From ex-Cossette vice-president to X president, Cathy Collier is launching a new “connection planning” company in partnership with Toronto-based agency Zig.
The new firm called X Connections Inc. is jointly owned by Collier and Zig, which has the majority stake. It will operate as an independent affiliate, serving interested Zig clients but free to seek its own business.
Collier recently left her position as senior vice-president, media director at Cossette Media, where she had worked for 18 years.
The new venture will create detailed profiles of client’s targeted consumers to determine where and how to best reach them through either traditional or non-traditional means.
“We want to liberate communication from advertising,” Collier said. “Advertising might be the solution, but it doesn’t have to be.”
Collier describes her new business as being part of “the marketing process versus the advertising process.
“We’ll do a lot of work determining who the right consumer is through segmentation and profiling… leading to an understanding of when we want to talk to them and what the connection idea is.
“We’re saying ‘x’ is where the target and that idea intersect.”
Collier is the only employee of X to launch, with new staff added as business picks up.
Zig president Andy Macaulay said the idea for the company spawned from conversations following the Cannes Lions International Advertising Festival in 2007 where Collier was a media jurist. That year Zig won two Lions for its Scream TV campaign, which used a projected “ghost” in an old house to promote the horror movie specialty channel.
“We won a bronze medal in the Global Media Agency of the Year competition,” Macaulay said. “The irony was that at the time we didn’t even have a media group and the Scream campaign had very little paid media in it.

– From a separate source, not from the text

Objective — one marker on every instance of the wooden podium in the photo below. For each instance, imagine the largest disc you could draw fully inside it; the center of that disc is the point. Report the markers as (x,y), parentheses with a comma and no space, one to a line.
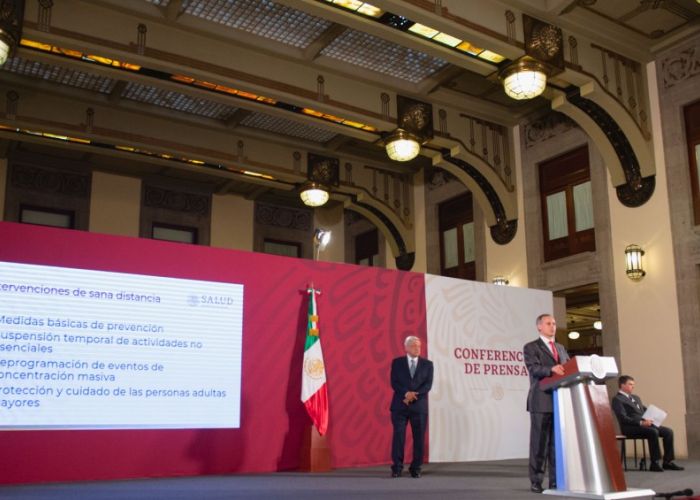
(587,458)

I called up Cathy when she got back and asked her what she thought was going on.”
Clearly, there was a growing appetite to complement traditional media with non-traditional forms.
Macaulay said connection planning won’t replace his six-person media team or Zig’s relationships with other media agencies. Instead it will “dovetail” with those operations.
He likens the change to the advent of account planning.
“Before account planning was born, obviously agencies were writing briefs and doing creative strategies,” he said. “But account planning was an opportunity to focus research skills, brief-writing skills, analytical skills and even creative skills in one group of people to get better briefs. In that sense connection planning does the same thing. It’s taking consumer insight, media, analytical and creative skills and focusing them in a new discipline. It will get us more powerful connections with consumers.”